Advantages of the current study include the prospective design, detailed collection of pre- and post-diagnostic diet and lifestyle information, standardized medical record review of self-reported CRC and deaths, and long-term follow-up. Moreover, the detailed covariate data collected in parallel with fiber intake allowed for rigorous control for confounding by various predictors of cancer survival.

There are limitations that are worth noting. First, detailed treatment data were largely unavailable in the cohorts. However, among a subset of patients with chemotherapy data, fiber intake did not differ by the use of chemotherapy. Moreover, during the time period of the study, adjuvant treatment was largely standardized and primarily correlated with disease stage.
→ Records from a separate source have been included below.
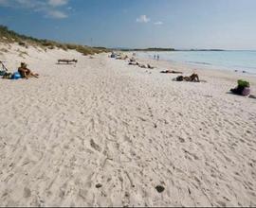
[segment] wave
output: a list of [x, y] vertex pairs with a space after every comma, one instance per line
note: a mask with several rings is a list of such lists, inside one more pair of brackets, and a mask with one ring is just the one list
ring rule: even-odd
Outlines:
[[210, 62], [201, 62], [201, 61], [186, 61], [186, 62], [192, 62], [192, 63], [197, 63], [197, 64], [203, 64], [203, 65], [212, 65]]

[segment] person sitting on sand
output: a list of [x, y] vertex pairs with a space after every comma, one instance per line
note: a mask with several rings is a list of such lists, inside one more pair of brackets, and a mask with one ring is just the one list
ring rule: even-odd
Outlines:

Thus, our ability to control for stage in our analyses minimized any potential confounding by treatment. In addition, because all participants were health professionals, any difference in access to adjuvant chemotherapy is minimized. Second, beyond cause of mortality, data on cancer recurrences were unavailable in our cohorts. Nevertheless, because the median survival for metastatic CRC was approximately 10 to 12 months during much of the period of this study,59 CRC-specific mortality should be a reasonable surrogate for cancer-specific outcomes. Third, the number of CRC-specific deaths is relatively small, and therefore further large-scale studies are needed.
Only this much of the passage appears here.